Hi All,
I have an illumina genotype final report, and I want to convert it to .ped using plink. I prepared three files; fam, lgen, and fam (please find below a snap shot for these files ) Then I used plink, but O got the error Variant 'rs1000002' in .lgen file has 3+ different alleles. Although, as you can see from the first line of lgen file, Variant 'rs1000002' has only two alleles
$ plink -lfile 200638550003_R01C01 --no-parents --no-sex --no-pheno --recode
PLINK v1.90b3.32 64-bit (24 Feb 2016) https://www.cog-genomics.org/plink2 (C) 2005-2016 Shaun Purcell, Christopher Chang GNU General Public License v3 Logging to plink.log. Options in effect: --lfile 200638550003_R01C01 --no-parents --no-pheno --no-sex --recode
128715 MB RAM detected; reserving 64357 MB for main workspace. Processing .lgen file... 0%Error: Variant 'rs1000002' in .lgen file has 3+ different alleles.
lgen_file:
200638550003_R01C01 NA1 rs1000002 A G
200638550003_R01C01 NA2 rs1000003 A G
200638550003_R01C01 NA3 rs10000030 A G
fam_file: 200638550003_R01C01 NA1 0 0 0 0
200638550003_R01C01 NA2 0 0 0 0
200638550003_R01C01 NA3 0 0 0 0
map_file: 3 rs1000002 0 183635768
3 rs1000003 0 98342907
4 rs10000030 0 103374154
can you send me the link for this newer build. Also, can I do this with plink2? I searched plink2 but I could not --file flag Thanks
This is downloadable from https://www.cog-genomics.org/plink/1.9/ .
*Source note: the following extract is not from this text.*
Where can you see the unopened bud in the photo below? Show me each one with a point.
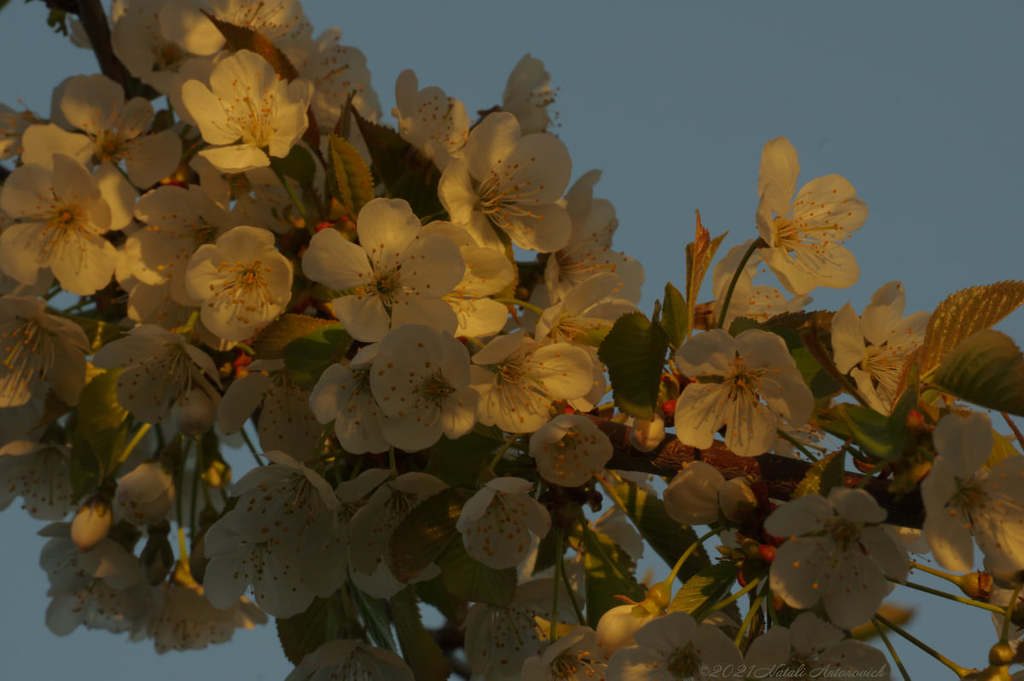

(As for why plink 2.0 doesn't have the --file flag yet, that's lower priority because plink 1.9 already has a good implementation. The first development priority is enabling important things that can't be done at all with plink 1.9.)
Hi Christopher, How can I create a lgen file which has only one individual genotyped for 300,000 SNPs. I mean in the context of sample ids, what shall I use? I created the lgen, fam files below. Then I used plink 1.9 to generate ped file (log file shown belos). The problem is that genotypes in ped file mismatch genotype in lgen file.
lgen_file: 200638550003_R01C01 200638550003_R01C01 rs1000002 A G
200638550003_R01C01 200638550003_R01C01 rs1000003 A G
200638550003_R01C01 200638550003_R01C01 rs10000030 A G
200638550003_R01C01 200638550003_R01C01 rs10000037 G G
fam_file: 200638550003_R01C01 200638550003_R01C01 0 0 0 0
map_file
3 rs1000002 0 183635768
3 rs1000003 0 98342907
4 rs10000030 0 103374154
4 rs10000037 0 38924330
ped_file: 200638550003_R01C01 200638550003_R01C01 0 0 0 -9 A A G A G A G A G G G A G A A A A A G G
log_file:
PLINK v1.90b4.6 64-bit (15 Aug 2017) Options in effect: --lfile test_1 --no-fid --no-parents --no-pheno --no-sex --out test_1_1.9 --recode
Hostname: quser11 Working directory: /projects/b1042/BurridgeLab Start time: Wed Sep 13 15:23:58 2017
Random number seed: 1505334238
128715 MB RAM detected; reserving 64357 MB for main workspace.
Processing .lgen file... done.
--lfile: test_1_1.9-temporary.bed + test_1_1.9-temporary.bim +
test_1_1.9-temporary.fam written.
10 variants loaded from .bim file.
1 person (0 males, 0 females, 1 ambiguous) loaded from .fam.
Ambiguous sex ID written to test_1_1.9.nosex .
Using 1 thread (no multithreaded calculations invoked).
Before main variant filters, 1 founder and 0 nonfounders present.
Calculating allele frequencies... done.
10 variants and 1 person pass filters and QC.
Note: No phenotypes present.
--recode ped to test_1_1.9.ped + test_1_1.9.map ... done.
Thanks Tarek
Well, it doesn't look like you posted the entire .lgen or .map files (only 4 variants, when the .log clearly indicates there were 10), so there's no way to tell if they match.
Note that the .map file you did post has out-of-order variants, and plink automatically sorts them by position before generating the new .ped + .map fileset.